ALBANY, Ga. -- As featured speaker for the Dougherty County Kiwanis Club on Monday, Dougherty County Probate Judge Nancy Stephenson pulled a lot of laughs in her account of legal issues through the years.
"We have certainly come a long way from the Georgia courts in the early days of the colony," Stephenson said. "Along with rum, slaves and Catholics, lawyers were banned entirely and judges pretty much had free reign, sending people to the stocks for what today would seem trivial offenses."
According to Stephenson, when Nelson Tift wrote to obtain a charter for Albany in 1838, he claimed the settlement to be in danger of being "run over or driven out by gamblers, drunkards and lepers, without sufficient laws to restrain them."

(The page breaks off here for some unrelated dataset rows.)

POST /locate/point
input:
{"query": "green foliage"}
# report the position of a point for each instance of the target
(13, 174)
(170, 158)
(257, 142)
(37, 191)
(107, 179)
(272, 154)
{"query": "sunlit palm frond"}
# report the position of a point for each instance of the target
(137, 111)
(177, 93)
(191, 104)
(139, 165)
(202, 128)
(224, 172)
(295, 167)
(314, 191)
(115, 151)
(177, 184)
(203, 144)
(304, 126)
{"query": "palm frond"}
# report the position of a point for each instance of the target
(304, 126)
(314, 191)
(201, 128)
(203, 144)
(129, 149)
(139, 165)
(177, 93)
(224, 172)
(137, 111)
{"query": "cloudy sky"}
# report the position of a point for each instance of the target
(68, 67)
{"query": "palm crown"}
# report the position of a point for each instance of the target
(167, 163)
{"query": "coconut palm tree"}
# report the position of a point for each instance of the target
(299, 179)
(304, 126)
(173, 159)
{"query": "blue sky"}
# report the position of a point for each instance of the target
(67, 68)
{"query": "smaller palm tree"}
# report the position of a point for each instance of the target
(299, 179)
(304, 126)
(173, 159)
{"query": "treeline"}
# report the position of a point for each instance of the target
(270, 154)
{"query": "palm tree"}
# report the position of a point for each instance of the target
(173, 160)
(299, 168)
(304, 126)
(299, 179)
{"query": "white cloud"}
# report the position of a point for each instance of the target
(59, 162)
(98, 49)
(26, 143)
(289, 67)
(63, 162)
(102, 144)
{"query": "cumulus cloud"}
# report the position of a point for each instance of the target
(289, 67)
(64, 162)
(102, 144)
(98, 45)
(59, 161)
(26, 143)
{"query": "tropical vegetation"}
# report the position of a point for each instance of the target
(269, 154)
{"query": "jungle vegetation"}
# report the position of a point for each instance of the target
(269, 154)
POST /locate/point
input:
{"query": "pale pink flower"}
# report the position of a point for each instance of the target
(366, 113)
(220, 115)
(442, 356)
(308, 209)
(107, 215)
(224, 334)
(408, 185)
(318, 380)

"Since then, Albany is ruled by a mayor and a city council," Stephenson said, "so now we don't have to worry about criminals, drunkards or lepers."
Stephenson said that as fast as changes may be coming, laws have to keep up with advancements of society.
"Look at what artificial insemination has done to probate law," Stephenson said. "It used to be you at least knew who your children were when you died. Now, the state Legislature had to enact a law where any heirs to your estate have to be born within 10 months of your death.
"You have couples suing each other for custody of frozen embryos. There's even a new technology called DNA swap, where they use the mitochondria from a donor added to the mother's nucleus, fertilized by the father so the result is a three-parent baby. Our birth certificates can't keep up."
Stephenson mentioned a case in England where a single man -- the head of a fertility clinic -- was discovered to have fathered more than 600 babies.
"Imagine if some of the children grow up in the area and have children together," she said. "The genetic problems would be multiplied."
"And just when does a person die, exactly?" Stephenson asked. "The Legislature has let us down in this area. You've got zombies, vampires and other members of the undead class who need to have their estates transferred or they'll just continue to pay income tax and capital gains."